In the early 1990s, Russians relied on multiple sources of income, struggling to make a living, and many would stand in queues in front of social security offices to apply for handouts.
Even though, according to the 1994 micro-census, 90% of the population had steady employment at that time (the highest rate for 19 years), their employment income alone was not sufficient to 'feed the family'. Employers were trying to adjust to the market by adopting a 'flexible' approach to compliance with the labor law: they delayed payment of salaries, reduced the amount of pay and denied their employees paid leave. Having a smallholding and welfare recipients in the family helped to make ends meet.
Associate Professor at the HSE Department of Demography Vladimir Kozlov, together with senior researcher at the HSE Institute of Demography Sergei Vasin presented their research on 'Labor Activity as the Source of Subsistence on Russian Census Data' at a seminar hosted by the HSE Laboratory for Labour Market Studies (LLMS) on June 4, 2013. They looked at how things have changed after 20 years, and what now constitute the main sources of livelihood in Russia.
Their findings, based on the 1994, 2002, and 2010 National Census data, suggest that employment remains the main source of livelihood for Russians today (48%), while the importance of smallholdings and social handouts has decreased. Thus, 80% of the employable population had employment in 2010, which is 10% less than in 1994 and 5% more than in 2002. The prevalence of child benefits has dropped by more than 1.5 times, as has the role of smallholdings in people's incomes (10.8%).
"The number of recipients of child benefits declined after the 1998 crisis, when the amount paid as child benefit dropped far below the subsistence level and has never approached it again," said Kozlov. He explained the diminished share of household farms and social handouts in people's incomes by the improved socio-economic situation in the country.

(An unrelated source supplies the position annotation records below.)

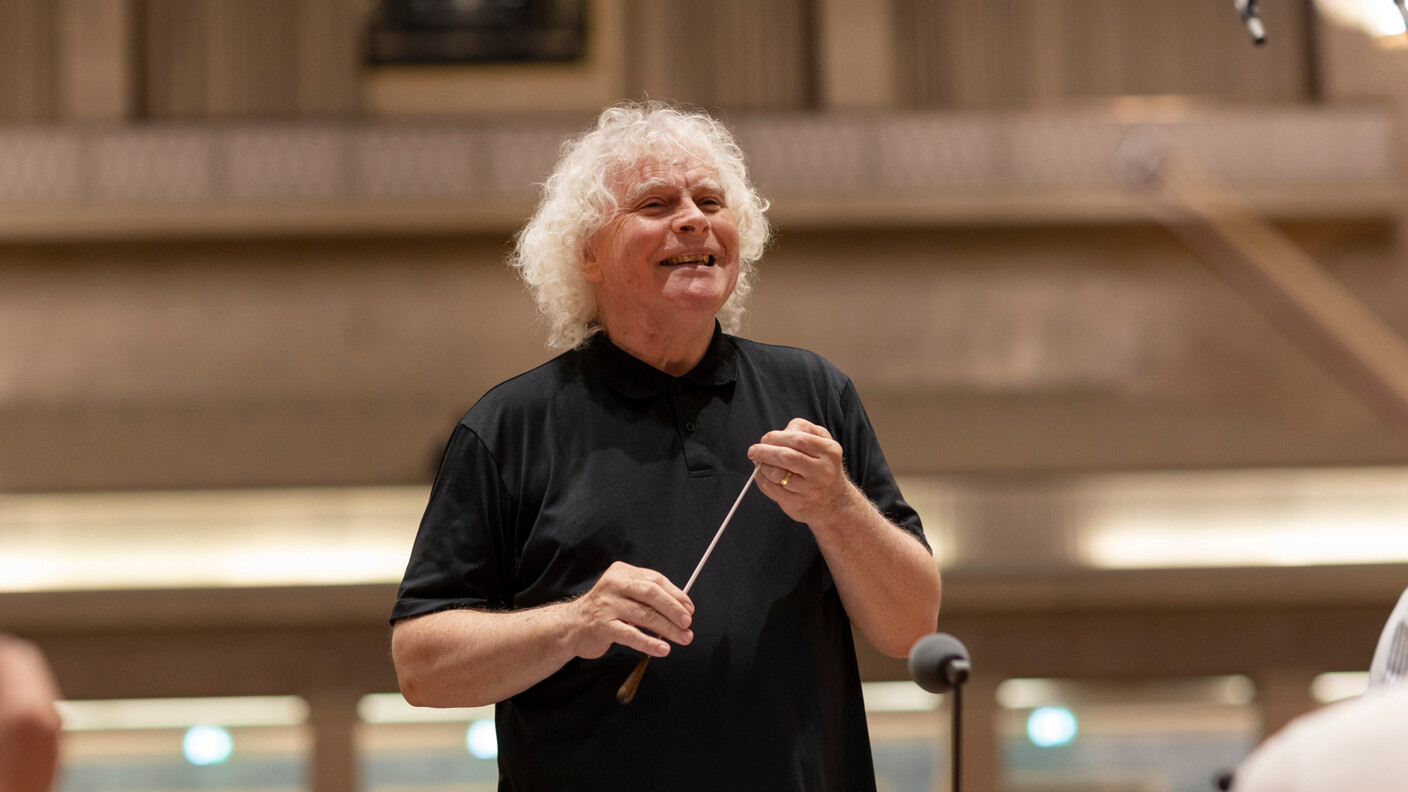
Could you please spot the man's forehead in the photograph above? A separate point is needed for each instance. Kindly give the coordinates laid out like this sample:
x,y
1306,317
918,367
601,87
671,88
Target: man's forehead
x,y
651,174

The study showed that the highest proportion of earned income in households was in Russia's Northern mining regions (Khanty-Mansiysk, Yamal, Chukotka, Magadan), and in Moscow and its metropolitan area. The lowest proportion of earned income can be observed in the North Caucasus and Southern Siberia. On average, Russians have 1.3 income sources per person, while the importance of employment as an income source is growing in all Russian provinces.
The situation has also changed over the last 20 years regarding the age of employment: Russians currently tend to begin employment later, but stay on past retirement age. Thus, findings reveal that employment in pre-retirement age has increased from 50.2% to 53.2% between 1994 and 2010, and has doubled from 14.1% to 28.8% past retirement age (60-64). Another important finding is that Russians spend more time receiving their education, which resulted in lower rates of employment in the 15-19 and 20-24 age groups between 1994 and 2002.